Cannabis et automédication

Résultats d’une enquête collaborative

De nombreux pays en Europe et dans le monde ont déjà autorisé le cannabis à usage médical : par exemple, depuis 2001 au Canada, il est possible pour certains patients de consommer légalement du cannabis grâce à une ordonnance de leur médecin. En France, bien qu’une expérimentation de l’utilisation du cannabis médical soit en cours depuis mars 2021, de nombreux usagers utilisent déjà le cannabis à des fins thérapeutiques, en complément ou en alternative aux médicaments et autres traitements conventionnels. Cela fait même bien longtemps que des médecins voient certains de leurs patients s’automédiquer1 pour une multitude de symptômes et que des associations d’usagers de cannabis revendiquent le droit et la reconnaissance de cet usage thérapeutique.

L’objectif de la collaboration entre l’association Plus Belle La Nuit2 et l’équipe de recherche du SESSTIM3 était d’apporter des données sur les profils et les pratiques des usagers de cannabis qui consomment à but thérapeutique en France. L’enjeu de ces analyses est d’apporter un support plus scientifique à un phénomène déjà connu mais jusque-là peu documenté. Nous avons utilisé les données de l’enquête anonyme en ligne CANNAVID, qui a été menée pendant le premier confinement lié au COVID-19 en France (et dont les résultats ont été publiés dans la revue SaNg d’EnCRe n°6). Cette étude servait à l’origine à étudier l’impact de ce confinement sur les consommations et sur la santé des usagers de cannabis mais des questions sur l’automédication présentes dans le questionnaire ont pu être exploitées afin de faire une analyse spécifique sur ce sujet.

Sur les 4150 participants inclus dans l’analyse, 453 (11%) estimaient que leur usage de cannabis était uniquement à but thérapeutique ; 1646 (40%) se situaient dans un usage mixte (c’est-à-dire récréatif ET thérapeutique) ; 1221 (29%) n’en avait pas du tout un usage thérapeutique ; et 830 (20%) ne savaient pas réellement comment caractériser leur usage, ou du moins ne se reconnaissaient pas dans l’emploi du mot « automédication ». Parmi les multiples effets thérapeutiques recherchés, « soulager des douleurs » était presque systématiquement rapporté (90% des usagers uniquement thérapeutiques).
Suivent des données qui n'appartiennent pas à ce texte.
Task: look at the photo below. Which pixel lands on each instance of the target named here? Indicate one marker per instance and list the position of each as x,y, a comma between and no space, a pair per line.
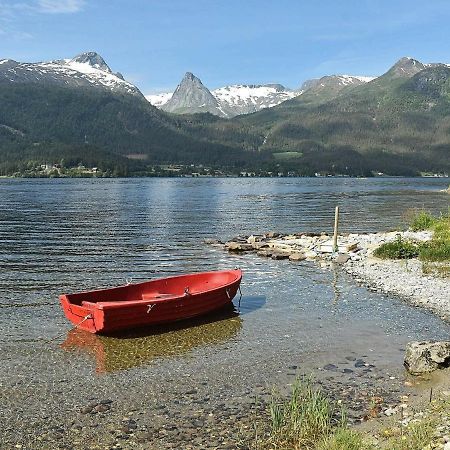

Beaucoup rapportaient également chercher à traiter des symptômes anxieux ou dépressifs et améliorer leur bien-être psychologique (82%), ou encore améliorer la qualité de leur sommeil (75%) ou de l’appétit (30%), réduire l’usage d’autres substances psychoactives (alcool, substances illégales ou médicaments prescrits) (21%) ou encore améliorer leur concentration (20%).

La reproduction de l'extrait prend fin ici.